Aiwan-e-Nawadrat-e-Quaid-i-Azam
- Established: 1985
- Location: Mazar-e-Quaid, Karachi, Pakistan
- Type: History museum

= Aiwan-e-Nawadrat-e-Quaid-i-Azam =

Aiwan-e-Nawadrat-e-Quaid-i-Azam (ANQA), also known as Aiwan-e-Nawadrat Museum, is situated within the boundaries of Mazar-e-Quaid in Karachi, Pakistan. This museum holds a remarkable collection of historical items and showcases objects connected to the nation's founder, Muhammad Ali Jinnah.

==History==
In 1985, Shireen Bai, also known as Shireen Jinnah and the sister of the Quaid, graciously donated to Aiwan-e-Nawadrat a set of cherished heirlooms that held a deep connection to the life of the nation's founder.
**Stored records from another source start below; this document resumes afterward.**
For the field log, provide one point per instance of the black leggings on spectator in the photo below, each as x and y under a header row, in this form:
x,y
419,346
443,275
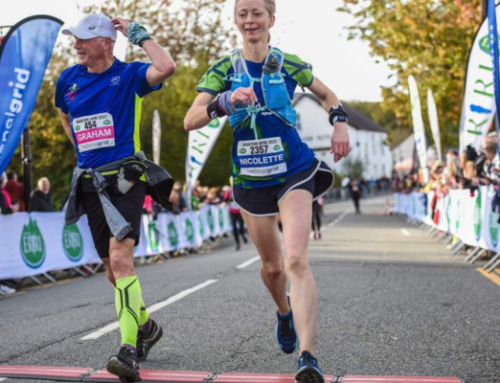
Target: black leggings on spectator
x,y
237,219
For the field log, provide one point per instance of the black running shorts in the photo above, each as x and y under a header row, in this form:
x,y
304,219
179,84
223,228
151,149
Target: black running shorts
x,y
129,205
317,180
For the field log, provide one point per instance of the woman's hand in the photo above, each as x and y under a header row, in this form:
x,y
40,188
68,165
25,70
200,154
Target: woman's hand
x,y
340,142
243,96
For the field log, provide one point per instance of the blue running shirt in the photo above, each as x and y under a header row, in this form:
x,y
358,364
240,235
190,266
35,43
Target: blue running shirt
x,y
271,132
104,110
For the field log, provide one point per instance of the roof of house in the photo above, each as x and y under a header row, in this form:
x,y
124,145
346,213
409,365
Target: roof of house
x,y
356,119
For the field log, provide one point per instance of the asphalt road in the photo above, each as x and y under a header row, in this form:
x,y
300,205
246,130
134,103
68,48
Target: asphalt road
x,y
392,302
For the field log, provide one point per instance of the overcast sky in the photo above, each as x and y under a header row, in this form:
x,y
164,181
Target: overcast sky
x,y
311,29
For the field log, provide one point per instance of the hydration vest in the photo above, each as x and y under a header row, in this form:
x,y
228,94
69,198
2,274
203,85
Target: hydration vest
x,y
276,98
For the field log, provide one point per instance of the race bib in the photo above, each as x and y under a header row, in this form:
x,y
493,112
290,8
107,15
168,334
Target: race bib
x,y
261,158
94,132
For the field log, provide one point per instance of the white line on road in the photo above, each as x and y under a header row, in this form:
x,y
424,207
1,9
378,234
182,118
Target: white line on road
x,y
248,263
405,232
113,326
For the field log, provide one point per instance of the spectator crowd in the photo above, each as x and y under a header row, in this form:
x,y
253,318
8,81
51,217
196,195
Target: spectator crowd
x,y
467,170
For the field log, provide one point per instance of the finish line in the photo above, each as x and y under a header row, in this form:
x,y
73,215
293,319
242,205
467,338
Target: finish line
x,y
84,374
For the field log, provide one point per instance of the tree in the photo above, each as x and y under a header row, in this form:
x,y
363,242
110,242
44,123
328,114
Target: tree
x,y
429,39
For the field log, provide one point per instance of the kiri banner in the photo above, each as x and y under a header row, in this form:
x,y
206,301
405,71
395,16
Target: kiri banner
x,y
156,136
479,95
418,127
493,32
433,120
201,143
24,55
33,244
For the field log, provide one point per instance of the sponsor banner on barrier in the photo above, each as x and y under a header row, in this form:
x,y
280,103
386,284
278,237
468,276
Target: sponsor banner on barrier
x,y
35,243
467,215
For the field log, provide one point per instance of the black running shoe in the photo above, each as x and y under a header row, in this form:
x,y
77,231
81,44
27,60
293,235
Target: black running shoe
x,y
286,335
308,370
124,365
147,339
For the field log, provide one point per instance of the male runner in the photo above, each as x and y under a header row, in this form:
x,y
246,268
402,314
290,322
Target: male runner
x,y
100,102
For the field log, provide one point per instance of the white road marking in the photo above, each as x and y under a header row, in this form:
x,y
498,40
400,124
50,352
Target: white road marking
x,y
248,263
405,232
113,326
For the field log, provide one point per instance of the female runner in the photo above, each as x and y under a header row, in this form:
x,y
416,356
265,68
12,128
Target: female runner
x,y
274,171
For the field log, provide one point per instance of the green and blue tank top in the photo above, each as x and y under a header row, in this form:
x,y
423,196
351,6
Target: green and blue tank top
x,y
267,149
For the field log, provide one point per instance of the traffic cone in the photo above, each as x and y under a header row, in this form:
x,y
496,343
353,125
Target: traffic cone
x,y
387,209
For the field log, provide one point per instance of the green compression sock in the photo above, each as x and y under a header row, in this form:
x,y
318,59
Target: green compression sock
x,y
128,299
144,317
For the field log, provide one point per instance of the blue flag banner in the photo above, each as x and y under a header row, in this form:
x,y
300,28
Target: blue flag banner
x,y
24,55
493,38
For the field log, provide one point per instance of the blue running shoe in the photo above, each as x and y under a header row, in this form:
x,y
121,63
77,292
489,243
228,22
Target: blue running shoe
x,y
286,336
308,370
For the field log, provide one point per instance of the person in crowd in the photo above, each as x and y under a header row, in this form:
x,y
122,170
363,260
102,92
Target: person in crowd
x,y
213,196
100,103
453,171
274,171
316,221
491,167
16,190
5,202
237,222
356,192
41,199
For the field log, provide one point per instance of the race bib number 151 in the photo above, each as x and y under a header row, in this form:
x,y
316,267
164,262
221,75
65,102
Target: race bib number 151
x,y
94,132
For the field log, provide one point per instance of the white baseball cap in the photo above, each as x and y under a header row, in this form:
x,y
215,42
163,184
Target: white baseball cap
x,y
96,25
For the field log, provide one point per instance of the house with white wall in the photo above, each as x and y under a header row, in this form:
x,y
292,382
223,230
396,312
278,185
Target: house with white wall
x,y
366,136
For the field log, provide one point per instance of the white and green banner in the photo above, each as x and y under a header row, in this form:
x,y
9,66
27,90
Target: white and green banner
x,y
35,243
201,143
468,216
418,127
434,122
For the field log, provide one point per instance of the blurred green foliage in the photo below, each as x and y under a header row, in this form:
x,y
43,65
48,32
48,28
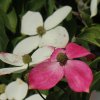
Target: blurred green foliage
x,y
82,29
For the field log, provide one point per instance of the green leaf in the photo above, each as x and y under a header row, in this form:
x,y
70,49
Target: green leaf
x,y
12,19
3,36
96,82
4,4
91,34
51,6
36,4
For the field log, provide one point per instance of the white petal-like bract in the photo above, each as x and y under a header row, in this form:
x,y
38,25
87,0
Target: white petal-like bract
x,y
16,90
30,22
27,45
10,70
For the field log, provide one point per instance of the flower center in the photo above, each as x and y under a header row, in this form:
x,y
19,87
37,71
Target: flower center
x,y
27,59
62,58
41,30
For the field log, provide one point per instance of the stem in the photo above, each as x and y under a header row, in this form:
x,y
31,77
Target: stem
x,y
40,94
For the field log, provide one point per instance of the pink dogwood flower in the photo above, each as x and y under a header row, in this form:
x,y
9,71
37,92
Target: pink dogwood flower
x,y
62,64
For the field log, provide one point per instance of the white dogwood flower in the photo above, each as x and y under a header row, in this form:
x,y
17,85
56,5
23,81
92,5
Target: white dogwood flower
x,y
17,90
47,33
22,62
94,7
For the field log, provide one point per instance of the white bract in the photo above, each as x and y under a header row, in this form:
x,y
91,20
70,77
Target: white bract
x,y
95,95
38,56
94,7
47,33
17,90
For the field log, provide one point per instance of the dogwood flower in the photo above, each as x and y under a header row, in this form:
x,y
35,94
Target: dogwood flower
x,y
47,33
22,61
93,7
95,95
62,64
17,90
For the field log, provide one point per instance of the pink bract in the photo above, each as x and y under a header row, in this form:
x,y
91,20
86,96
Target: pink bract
x,y
77,73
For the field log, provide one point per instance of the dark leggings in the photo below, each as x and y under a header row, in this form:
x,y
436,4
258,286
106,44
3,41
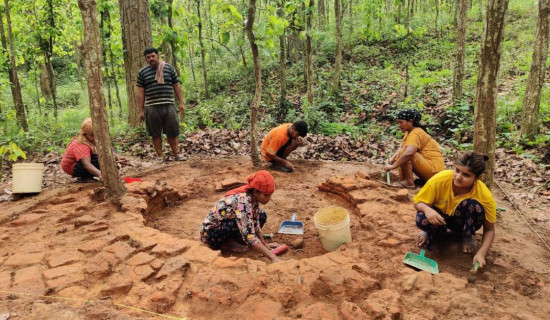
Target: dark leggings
x,y
81,172
467,218
228,229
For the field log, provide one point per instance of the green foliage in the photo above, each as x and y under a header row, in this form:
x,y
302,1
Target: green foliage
x,y
13,152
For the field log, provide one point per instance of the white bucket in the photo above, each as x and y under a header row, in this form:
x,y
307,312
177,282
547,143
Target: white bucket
x,y
27,177
332,223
This assortment was subsequently handed over to the caretakers of Mazar-e-Quaid, serving as a powerful representation of an ongoing dedication to safeguarding our heritage.

==Collection==
The museum showcases a diverse array of items, such as manuscripts of the Quran, Picard and Cadillac automobiles, inkpots and pens, elegant clothing worn by royalty, and grand furnishings.

==Future Developments==
In 2021 President Dr. Arif Alvi has emphasized the importance of making information about valuable historical artifacts available through digital means, alongside ensuring proper illumination of display cases at ANQA. This effort aims to engage researchers and individuals passionate about history.